# Three Generations



## Margarret (May 3, 2007)

I've been having some fun with color breeding and trying to figure out what the birds are carrying. This first pair is an Indigo hen whose history is unknown and her mate, a black spread cock, also unknown history. He was a rescue whose band was removed by the rehabber who gave him to me. He looks very blue in this photo but looks blacker in reality.


----------



## Margarret (May 3, 2007)

The opal hen is the offspring of the black and indigo pair. They have thrown everything from dark andulusian to this opal.

I paired her with this cock, history unknown but as you see he has some red in him as well as some splash.


----------



## Margarret (May 3, 2007)

And here are their first round. I don't know what color/pattern to call them. I also don't know what kind of red, ash or RR is in the parents.


----------



## Margarret (May 3, 2007)

And the second squeaker from this hatching.


----------



## Henk69 (Feb 25, 2010)

How can the opal hen be opal? What is the chance that the unrelated parents both carried it.


----------



## NZ Pigeon (Nov 12, 2011)

Henk, are you suggesting it could be TS? Is it possible the Indigo hen is actually dom opal but not showing through strong because of the indigo?

Margarret -The blue bird does not carry any type of red that I can see, It has some bronzing by the looks of things, Got a pic of an andalusian? Also, can we see the tail bar of the opal???


----------



## bigislerollers (Jan 20, 2008)

Do you breed in individual breeding pens?

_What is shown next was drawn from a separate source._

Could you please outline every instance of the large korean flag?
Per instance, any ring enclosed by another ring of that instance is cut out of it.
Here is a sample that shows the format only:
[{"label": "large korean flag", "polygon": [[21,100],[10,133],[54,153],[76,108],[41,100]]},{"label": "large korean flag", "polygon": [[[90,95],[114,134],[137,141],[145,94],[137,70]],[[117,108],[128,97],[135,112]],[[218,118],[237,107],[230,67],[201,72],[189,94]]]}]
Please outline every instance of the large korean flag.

If not, do you have an opal cockbird in the same pen as this pair?


----------



## Margarret (May 3, 2007)

To answer several questions. No, I do not have an opal cock. My breeding pen is an open loft, so there is always the potential that the fathers are not the fathers of either generation. I will put up a picture of the tail of the opal soon. I am not very informed about bronze. I need to do some reading. I saw the reddish color on some of the cockbird's feathers and thought it indicated some kind of red.
Thank you for the responses. I don't know if you can see it, but the opal hen has very pink skin around her eyes. Her nose was very pink as well, but is getting whiter now.

Margaret


----------



## Margarret (May 3, 2007)

Here are some more pictures of the opal hen. The tail, as requested and a photo of her eye.

Margaret


----------



## Margarret (May 3, 2007)

BTW, that is not pox on her beak. she is feeding babies.

M.


----------



## ryannon (Jul 4, 2007)

Those are some quite handsome little turkeys, Margaret!


----------



## NZ Pigeon (Nov 12, 2011)

Looks to be opal, It is possible that rec opal is in your flock, also possible that a different cock maybe that is from that line of rec opal carrying birds jumped the hen who also has it. All possibilities of course.


----------



## rudolph.est (May 14, 2009)

Agreed, that hen looks like a rec opal to me too.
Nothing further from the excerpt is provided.